With all the medical complications of eating disorders it is important to have medical doctor on your team as well. I currently am without one due to my University Health Center deeming me too much of a risk to work with. For me its important a physician understands eating disorders to some point and isn't judgemental and pushy as many can be. It's important they emphasize health and why I need the nutrients, without giving me a lecture about how I may die (which puts me on a guilt trip). So again its about the relationship
The Patient's Part
Something very very crucial to the team working comes down to us, the patient. We have to be honest. This is something I still struggle with because I don't want to let people down and don't want to lose my team, so sometimes I will go weeks struggling with a behavior before I tell my team and by then the tiny problem has become some cycle I can't break. This is probably why I have so many hard fast behaviors I struggle with, because instead of telling on myself RIGHT WHEN IT HAPPENED, I went weeks and waited. But now I have started to tell on myself right when it happens and it makes it so much easier (but still not easy) to stop the behavior.
I will go more into this later this week in my mistakes post (Learn from Me or something like that will be the title), but really we have to be honest. ED craves secrecy, so letting go of that helps us to let go of ED and it becomes a great motivation. Before you do something ED related you realize you are going to have to tell your team, and for me that's enough to stop me in some situations. But again this took me being honest. Trust me, just like lying probably wasn't always easy for us, honesty isn't the easiest either. But the more you do it and see that nothing horrid happens and your team is still there, its easier to tell on yourself the next time. And then it becomes telling about urges you had, but the fact that you didn't act on them.

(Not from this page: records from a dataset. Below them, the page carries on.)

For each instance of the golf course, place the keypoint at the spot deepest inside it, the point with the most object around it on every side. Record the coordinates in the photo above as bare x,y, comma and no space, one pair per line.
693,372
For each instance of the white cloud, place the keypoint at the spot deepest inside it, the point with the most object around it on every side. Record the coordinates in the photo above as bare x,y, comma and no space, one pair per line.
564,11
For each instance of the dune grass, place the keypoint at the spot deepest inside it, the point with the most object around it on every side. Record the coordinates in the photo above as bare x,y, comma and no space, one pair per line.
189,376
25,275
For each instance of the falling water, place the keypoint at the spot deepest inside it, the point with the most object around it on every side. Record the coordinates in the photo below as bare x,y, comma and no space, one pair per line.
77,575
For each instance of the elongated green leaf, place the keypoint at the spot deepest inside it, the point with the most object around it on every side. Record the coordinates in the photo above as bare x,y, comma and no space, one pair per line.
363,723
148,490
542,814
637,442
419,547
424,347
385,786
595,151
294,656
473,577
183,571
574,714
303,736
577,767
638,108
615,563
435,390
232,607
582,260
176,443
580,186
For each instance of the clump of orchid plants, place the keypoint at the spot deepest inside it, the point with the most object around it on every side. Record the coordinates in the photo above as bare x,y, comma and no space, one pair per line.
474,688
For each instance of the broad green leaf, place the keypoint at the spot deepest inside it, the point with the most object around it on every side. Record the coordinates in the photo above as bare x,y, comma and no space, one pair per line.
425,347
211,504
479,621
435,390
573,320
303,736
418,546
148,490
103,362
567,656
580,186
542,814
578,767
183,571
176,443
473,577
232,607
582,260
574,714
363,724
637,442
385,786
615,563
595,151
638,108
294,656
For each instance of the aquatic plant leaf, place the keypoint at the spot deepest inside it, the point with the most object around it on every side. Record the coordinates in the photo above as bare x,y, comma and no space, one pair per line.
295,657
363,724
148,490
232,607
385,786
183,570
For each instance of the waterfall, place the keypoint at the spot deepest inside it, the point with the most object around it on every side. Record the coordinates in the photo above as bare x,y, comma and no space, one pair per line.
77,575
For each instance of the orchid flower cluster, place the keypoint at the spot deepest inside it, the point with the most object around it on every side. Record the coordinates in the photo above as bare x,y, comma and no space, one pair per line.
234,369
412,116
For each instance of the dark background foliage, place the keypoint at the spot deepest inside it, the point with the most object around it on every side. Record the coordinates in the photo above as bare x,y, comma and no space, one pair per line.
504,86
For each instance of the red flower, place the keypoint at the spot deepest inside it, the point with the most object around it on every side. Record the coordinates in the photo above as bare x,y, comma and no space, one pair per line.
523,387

So the team is important, but just like a meal plan, it's individual. You have to find the team that works for you and when one isn't working, find someone else. That can be hard to do to, but trust me changing from my old therapist and nutritionist (who I worked with for 4 years) to my new team (been with nutritionist for year and Iain for a few months) was crucial and the best decision I made. In the end, it's about doing what is best for you and worst for ED. So make the team that works for you...just like dodgeball. Choose the team that gonna peg ED the fastest and best way for you, and then rely on them. Trust them, be honest with them, and see just how far your dream team can bring you.